Die Evang. Kirchengemeinde Leutershausen feiert voll Freude und Dankbarkeit die 200jährige Wiederkehr der Einweihung des 1783 neu errichteten Kirchenschiffs. Seit 200 Jahren wird in diesem Haus der Gemeinde das Wort Gottes verkündet, werden Menschen getauft, konfirmiert, getraut und auch um sie getrauert. Das Gebäude einer Kirche gehört zu uns Menschen dazu – in unserem Alltag und an unseren Feiertagen. Von hier aus sind Menschen vom Evangelium angerührt worden und haben versucht, es in ihrem Leben zu verwirklichen. Sie haben die froh machende Botschaft des Jesus Christus erfahren und wir alle in dieser Gemeinde sind gemeinsam unterwegs durch unser Leben.

„Einer trage des anderen last, einer nehme den anderen an, so wie ihn Christus angenommen hat“ (Gal. 6, 2 und Röm. 15, 7).
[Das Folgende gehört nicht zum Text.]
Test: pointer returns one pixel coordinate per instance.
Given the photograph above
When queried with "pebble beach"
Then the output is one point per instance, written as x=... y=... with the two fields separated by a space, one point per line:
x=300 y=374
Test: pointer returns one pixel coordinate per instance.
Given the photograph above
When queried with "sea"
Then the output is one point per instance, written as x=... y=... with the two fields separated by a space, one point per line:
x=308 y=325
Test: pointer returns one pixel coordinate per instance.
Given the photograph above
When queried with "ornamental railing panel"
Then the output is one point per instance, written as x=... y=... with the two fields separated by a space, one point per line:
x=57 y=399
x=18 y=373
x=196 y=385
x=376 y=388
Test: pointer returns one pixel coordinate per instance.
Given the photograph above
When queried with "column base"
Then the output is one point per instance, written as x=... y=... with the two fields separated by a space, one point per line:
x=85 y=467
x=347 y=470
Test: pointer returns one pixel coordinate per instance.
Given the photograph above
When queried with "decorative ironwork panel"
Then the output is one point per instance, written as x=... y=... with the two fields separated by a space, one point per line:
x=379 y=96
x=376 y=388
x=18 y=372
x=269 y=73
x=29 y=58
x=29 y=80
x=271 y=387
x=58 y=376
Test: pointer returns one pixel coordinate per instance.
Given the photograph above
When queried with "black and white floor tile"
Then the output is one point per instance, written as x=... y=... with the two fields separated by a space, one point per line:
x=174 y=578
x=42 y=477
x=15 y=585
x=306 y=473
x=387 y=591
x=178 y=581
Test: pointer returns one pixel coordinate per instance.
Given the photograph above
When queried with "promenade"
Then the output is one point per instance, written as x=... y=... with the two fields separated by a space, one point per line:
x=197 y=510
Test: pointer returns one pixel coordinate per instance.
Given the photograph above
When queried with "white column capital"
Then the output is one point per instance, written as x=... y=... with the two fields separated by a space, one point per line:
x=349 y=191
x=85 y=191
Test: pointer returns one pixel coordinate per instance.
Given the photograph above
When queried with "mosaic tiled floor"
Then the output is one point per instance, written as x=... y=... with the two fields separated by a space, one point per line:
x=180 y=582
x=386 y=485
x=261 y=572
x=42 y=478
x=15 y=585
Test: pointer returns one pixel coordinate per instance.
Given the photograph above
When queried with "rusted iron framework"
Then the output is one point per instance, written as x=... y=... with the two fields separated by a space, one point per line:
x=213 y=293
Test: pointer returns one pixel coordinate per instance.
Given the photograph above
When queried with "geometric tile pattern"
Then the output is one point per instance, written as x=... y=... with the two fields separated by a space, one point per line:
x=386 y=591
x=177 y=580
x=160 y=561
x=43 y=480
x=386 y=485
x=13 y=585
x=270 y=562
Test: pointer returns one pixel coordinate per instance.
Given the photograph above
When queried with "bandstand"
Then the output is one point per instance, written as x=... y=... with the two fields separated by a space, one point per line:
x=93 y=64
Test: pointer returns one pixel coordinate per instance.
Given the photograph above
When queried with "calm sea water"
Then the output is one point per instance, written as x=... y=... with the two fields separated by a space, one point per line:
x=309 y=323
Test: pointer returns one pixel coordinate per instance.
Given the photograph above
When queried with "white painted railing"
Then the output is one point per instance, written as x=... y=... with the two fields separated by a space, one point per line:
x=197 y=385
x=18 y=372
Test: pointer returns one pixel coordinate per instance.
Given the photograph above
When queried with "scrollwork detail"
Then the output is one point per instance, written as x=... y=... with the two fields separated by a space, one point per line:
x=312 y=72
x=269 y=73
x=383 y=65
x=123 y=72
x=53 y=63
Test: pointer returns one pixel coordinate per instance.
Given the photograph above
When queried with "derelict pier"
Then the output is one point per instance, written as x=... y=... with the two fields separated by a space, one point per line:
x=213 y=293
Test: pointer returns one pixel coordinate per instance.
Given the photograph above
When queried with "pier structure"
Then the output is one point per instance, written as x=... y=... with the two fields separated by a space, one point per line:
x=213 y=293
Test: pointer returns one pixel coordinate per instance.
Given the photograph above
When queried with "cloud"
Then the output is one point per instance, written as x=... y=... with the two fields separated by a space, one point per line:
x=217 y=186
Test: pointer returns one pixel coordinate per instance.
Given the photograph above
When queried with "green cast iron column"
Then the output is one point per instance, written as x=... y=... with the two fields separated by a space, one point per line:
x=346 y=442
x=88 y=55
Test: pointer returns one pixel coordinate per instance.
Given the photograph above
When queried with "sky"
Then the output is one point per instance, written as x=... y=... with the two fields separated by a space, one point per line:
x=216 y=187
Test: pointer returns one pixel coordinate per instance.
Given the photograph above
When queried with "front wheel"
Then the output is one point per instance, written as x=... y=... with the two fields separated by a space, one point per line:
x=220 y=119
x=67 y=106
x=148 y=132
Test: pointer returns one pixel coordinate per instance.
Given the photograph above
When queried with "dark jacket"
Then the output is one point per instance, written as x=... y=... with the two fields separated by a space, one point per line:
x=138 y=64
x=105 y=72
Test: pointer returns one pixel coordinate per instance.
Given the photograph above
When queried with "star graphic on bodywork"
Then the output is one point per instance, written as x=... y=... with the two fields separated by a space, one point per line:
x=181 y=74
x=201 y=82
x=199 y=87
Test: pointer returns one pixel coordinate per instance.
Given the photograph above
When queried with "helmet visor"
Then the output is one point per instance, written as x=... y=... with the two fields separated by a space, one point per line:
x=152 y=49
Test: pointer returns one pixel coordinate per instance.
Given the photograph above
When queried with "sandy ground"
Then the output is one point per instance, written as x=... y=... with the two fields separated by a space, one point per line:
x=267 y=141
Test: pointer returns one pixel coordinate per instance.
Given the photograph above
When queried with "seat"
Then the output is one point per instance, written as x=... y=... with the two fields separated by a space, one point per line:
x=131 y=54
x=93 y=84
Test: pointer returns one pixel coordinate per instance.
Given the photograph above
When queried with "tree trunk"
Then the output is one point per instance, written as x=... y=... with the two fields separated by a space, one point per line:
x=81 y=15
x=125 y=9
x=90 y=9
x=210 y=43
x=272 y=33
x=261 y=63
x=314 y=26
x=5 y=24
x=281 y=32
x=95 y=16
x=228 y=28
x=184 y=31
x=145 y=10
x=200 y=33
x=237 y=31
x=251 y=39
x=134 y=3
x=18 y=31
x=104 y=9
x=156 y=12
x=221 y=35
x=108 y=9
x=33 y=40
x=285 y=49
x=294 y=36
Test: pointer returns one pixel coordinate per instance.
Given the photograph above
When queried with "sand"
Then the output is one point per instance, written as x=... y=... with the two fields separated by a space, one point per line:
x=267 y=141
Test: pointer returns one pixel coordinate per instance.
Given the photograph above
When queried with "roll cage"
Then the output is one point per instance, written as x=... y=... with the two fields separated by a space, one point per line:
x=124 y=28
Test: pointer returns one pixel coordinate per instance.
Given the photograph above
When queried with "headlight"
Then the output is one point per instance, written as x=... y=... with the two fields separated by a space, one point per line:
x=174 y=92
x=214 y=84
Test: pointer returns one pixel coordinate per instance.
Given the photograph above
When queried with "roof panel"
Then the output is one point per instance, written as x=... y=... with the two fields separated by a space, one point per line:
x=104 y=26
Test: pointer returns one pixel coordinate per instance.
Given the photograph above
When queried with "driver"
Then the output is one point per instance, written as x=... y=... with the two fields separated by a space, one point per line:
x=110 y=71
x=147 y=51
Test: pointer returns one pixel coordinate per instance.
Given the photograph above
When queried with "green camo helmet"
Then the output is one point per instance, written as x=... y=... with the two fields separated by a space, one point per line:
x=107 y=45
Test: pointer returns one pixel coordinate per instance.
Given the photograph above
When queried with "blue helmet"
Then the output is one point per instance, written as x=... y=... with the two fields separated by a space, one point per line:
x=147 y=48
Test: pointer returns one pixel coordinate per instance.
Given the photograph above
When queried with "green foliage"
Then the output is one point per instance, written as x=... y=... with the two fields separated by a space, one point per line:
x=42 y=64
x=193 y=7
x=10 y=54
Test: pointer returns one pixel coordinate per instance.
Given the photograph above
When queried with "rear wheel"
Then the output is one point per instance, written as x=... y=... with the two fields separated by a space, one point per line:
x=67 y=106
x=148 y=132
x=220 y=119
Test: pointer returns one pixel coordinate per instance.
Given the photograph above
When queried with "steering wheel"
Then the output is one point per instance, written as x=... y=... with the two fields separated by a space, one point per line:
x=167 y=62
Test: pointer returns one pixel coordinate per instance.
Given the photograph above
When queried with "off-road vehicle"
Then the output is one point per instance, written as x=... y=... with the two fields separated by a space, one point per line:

Dazu braucht es Gemeinschaft unter uns Menschen, dazu braucht es Gottesdienst, Gebet und Sakrament, dazu bedarf es eines Kirchengebäudes.

Für den Segen Gottes, der von diesem Hause ausging, wollen wir dankbar sein, und gleichzeitig wollen wir Gott bitten, dass er uns auch in Zukunft begleitet und in seinem Hause Menschen für den Dienst in der Welt zurüstet. „Herr, ich habe lieb die Stätte deines Hauses und den Ort, da deine Ehre wohnt“ (Psalm 26, 8).

Der Evang. Kirchengemeinderat
Michael v. Seyfried (Pfarrer), Martin Bürgy, Helene Eichholtz, Hermann Förster, Klaus Mildenberger, Werner Petersdorf, Hilde Stöhr, Erich Schmitt, Willi Ullrich.

Aus der Geschichte der evangelischen Kirche in Leutershausen

Pfarrer Johann Adam Stüber vermerkt im Kirchenbuch, dass am 22. Juni 1783 der erste Gottesdienst in der neu aufgebauten reformierten Kirche gehalten worden ist. Es scheint aber kein Freudentag gewesen zu sein, denn nur auf Anordnung des ref. Kirchenrats in Heidelberg findet dieser Gottesdienst statt. Warum dieses Verhalten? Die neue Kirche war nicht nach dem Plan gebaut worden, denn die Kirche hatte nach der Ostseite hin keine Fenster; außerdem schnitt die Ostwand nicht mit der Turmwand ab, sondern etwa in der Mitte des Turmes. Auf den Platz, auf dem der Chor der alten Kirche stand, erhoben die Katholiken Anspruch, weil sie bislang den Chor benutzten, wenn auch nur selten. Dieser Rechtszustand war von den Reformierten immer angefochten worden. Auch während der Bauarbeiten kam es wiederholt zu Misshelligkeiten, die dem Frieden in der Gemeinde nicht dienlich waren. Pfarrer Stüber glaubte nun, wenn er ohne weiteres die Kirche in Besitz nimmt, würde er auch den Rechtszustand anerkennen. Daher erbat er sich vom Kirchenrat eine genaue Verhaltensweise.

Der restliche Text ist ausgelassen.